Rango starts when a pet chameleon (Johnny Depp), after trying to orchestrate a very fancy looking play with a plastic fish and beheaded doll, gets stranded in the Mojave desert after he falls from his owner’s car. There, the chameleon (who is still nameless at this point), dazed and confused narrowly avoids getting killed by a hawk. Then, the chameleon meets an iguana named Beans (Isla Fisher) who takes him to the desert town: Dirt.
In Dirt, the chameleon finds the opportunity to be whatever he wants. He chooses to be Rango, a westerner marksman, and moments later, when the hawk comes back to terrorize the town, Rango kills him by firing a lucky shot that gets an empty water tower to squash the hawk.
However, soon after their arrival to Dirt, Beans discovers that the water reserves are dangerously low, which prompts her to ask Rango, who gets appointed sheriff, to investigate the matter. Rango undertakes her request and as the movie progresses, you find out the water issue is more complex and twisted than any of them first imagined: control the water and you control everything.
Rango is not your typical animated movie. It is definitely not something for the kids. After all, how many times do you hear the words “prostate exam”, “I’m ready to mate” and so on in a cartoon? The movie is a celebration of everything that is Western. There’s even a Clint Eastwood sort of appearance, just to top it all.
Johnny Depp is brilliant as the voice of Rango.
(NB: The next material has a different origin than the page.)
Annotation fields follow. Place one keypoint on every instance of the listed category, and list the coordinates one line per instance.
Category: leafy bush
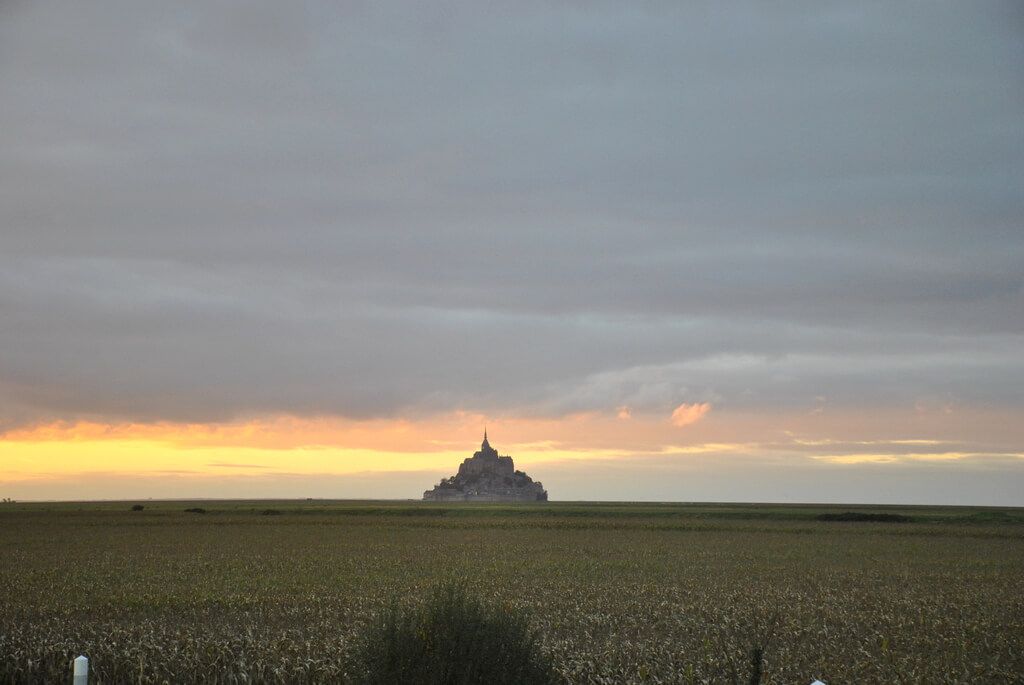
(452, 639)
The chameleon who embodies many personalities, depending on how he sees fit, needed an actor as versatile to give him life. And Johnny Depp does not fail at this. He plays well on screen with Isla Fisher, who has come a long way from being a shopaholic, with her impeccable western accent.
Director Gore Verbinski, known mostly for the Pirates of the Caribbean movies, strings this movie together as an overall tribute to the western genre. There are hints from many famous western movies in Rango that anyone who’s a fan of the genre would pick up. Add to that the brilliant work of Hans Zimmer on the score, as well as screenwriter John Logan, and the movie becomes a very strong movie overall.
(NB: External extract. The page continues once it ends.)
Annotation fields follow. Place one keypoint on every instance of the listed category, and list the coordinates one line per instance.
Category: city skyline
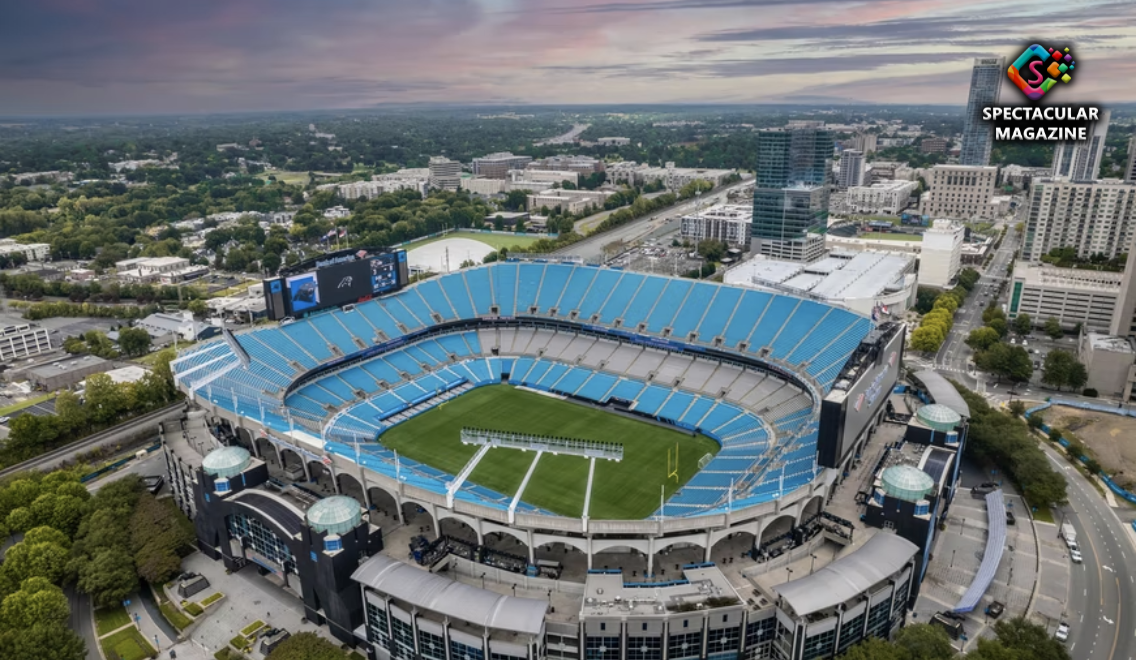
(75, 57)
Rango is not a very pretty movie in the sense that animated movies are almost always aimed at providing audiences with a cute looking hero/heroin before anything else. Here, even the good people are cringe-worthy when it comes to the cuteness element, which goes to show how much the creators of Rango did not waver in them wanting to make an animated movie that’s not addressed to a particular audience, but one that fit their vision. Rango is a movie with many firsts. This the animators’ first animated movie and the director’s first animated movie as well. But you don’t feel that it’s a movie of firsts when you watch it because everyone involved gives it their all to make it as good as it could be. And yes, it is good.